取引先の有力社員に暴力団関係者がいるといううわさを耳にしました。どう対処すればよいのでしょうか。(サービス業)

 先に結論を言うと、まずはお近くの「暴力追放運動推進センター」(暴追センター)に相談してください。その人間が本当に暴力団関係者かどうかを、特定できる可能性があります。また、特定できなくても具体的な対応の仕方をアドバイスしたり、場合によっては警察への橋渡しをしてもらえるでしょう。基本的には、その人物が暴力団関係者と明らかになり、経営に影響力を持っていると分かった時点で、弁護士を立て、取引の延期か契約解除などの措置をとってください。
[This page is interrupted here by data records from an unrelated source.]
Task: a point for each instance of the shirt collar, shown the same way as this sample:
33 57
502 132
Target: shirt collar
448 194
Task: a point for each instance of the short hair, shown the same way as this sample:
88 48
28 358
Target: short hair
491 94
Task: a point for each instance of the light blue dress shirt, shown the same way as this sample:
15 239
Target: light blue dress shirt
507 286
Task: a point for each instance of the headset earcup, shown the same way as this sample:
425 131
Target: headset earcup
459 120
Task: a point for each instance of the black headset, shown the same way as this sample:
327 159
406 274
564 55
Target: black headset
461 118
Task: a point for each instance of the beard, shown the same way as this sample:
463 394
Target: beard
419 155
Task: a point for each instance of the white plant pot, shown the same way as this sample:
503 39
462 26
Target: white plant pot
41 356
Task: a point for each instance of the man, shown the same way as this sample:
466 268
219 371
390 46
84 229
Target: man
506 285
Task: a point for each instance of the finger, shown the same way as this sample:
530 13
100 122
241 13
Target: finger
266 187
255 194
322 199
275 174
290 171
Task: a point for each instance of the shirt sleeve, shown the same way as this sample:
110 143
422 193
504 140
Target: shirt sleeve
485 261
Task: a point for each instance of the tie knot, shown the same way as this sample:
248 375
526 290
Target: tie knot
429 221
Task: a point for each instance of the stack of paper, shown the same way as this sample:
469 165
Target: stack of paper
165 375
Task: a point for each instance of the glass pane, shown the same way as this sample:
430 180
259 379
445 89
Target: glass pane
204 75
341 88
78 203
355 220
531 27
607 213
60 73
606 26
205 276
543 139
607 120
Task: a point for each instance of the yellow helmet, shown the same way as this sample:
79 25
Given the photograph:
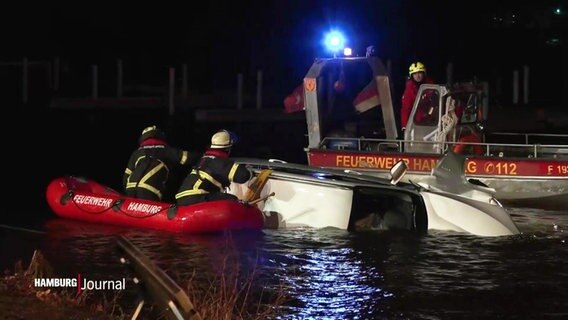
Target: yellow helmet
416 67
221 140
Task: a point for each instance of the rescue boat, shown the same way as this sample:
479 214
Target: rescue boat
87 200
344 131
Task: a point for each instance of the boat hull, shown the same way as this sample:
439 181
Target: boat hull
317 198
536 182
87 200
 ただ、一言で暴力団関係者といっても、近年はとくに、その線引きが難しくなっています。いわゆる「フロント企業」にしても、普通の人に運営させ、自らは背後に隠れているという場合、暴力団が関係している企業と特定するのは簡単ではありません。また、その暴力団関係者が経営に影響を与える立場なのか、あるいは単なる社員なのかによっても、対応の仕方は変わってきます。

 とはいえ、暴力団対策法や各都道府県の暴力団排除条例には、暴力団への利益供与や活動を助長する行為をすることを禁じる項目があり、違反すると罰則が科せられる可能性があります。疑いを抱いた時点で、飲食をともにしたりといった軽いつきあいも控えた方が得策です。

 具体的な違法行為としては、「みかじめ料」の供与、組事務所の提供、名刺の印刷、暴力団員が集まる「襲名披露」などに仕出し弁当を販売するという商行為など、多数あります。何が違反に当たるかどうかは、暴追センターのホームページ等を参考にしてください。

不当要求防止責任者が必要

 企業側からすれば、「暴力団も一顧客であり、正当な商行為ならば良いだろう」という考え方もあるでしょうが、それは違法行為となるリスクが高いことをあらためて認識すべきです。暴力団は相手の弱みを徹底的についてきますから、いつ、まっとうな取引が不当要求へと豹変(ひょうへん)するか分かりません。さらにいえば、近年の企業に求められているコンプライアンス重視の風潮にもそぐわないでしょう。自社の評判が落ち、業績に影響することも考えられます。「罰則」までいかなくとも、「公表」された時点で、企業にとってはかなりのダメージとなるからです。

 ほとんどの都道府県条例では、違反した場合、勧告が行われ、再違反が認められた時点で「公表」、それでも違反すると再発防止命令、そして罰則という形になります。ただし、都道府県によっては微妙な違いがあり、たとえば、より厳しい「直罰」方式をとっているところもあるので、注意が必要です。

 とはいえ、中小企業の場合、暴力団の不当要求にどう対応していいか分からないケースが多いのは確かでしょう。そのため暴追センターでは、「不当要求防止責任者講習」を無料(教材含む)で開催しています。不当要求に対する内部体制の整備や被害調査、警察との連携、社員への指導・教育などの役割を担う「不当要求防止責任者」を社員の間から選任・準備しておけば、企業として暴力団に対する適切な対応がとりやすくなります。ぜひ、受講することを考えてみてください。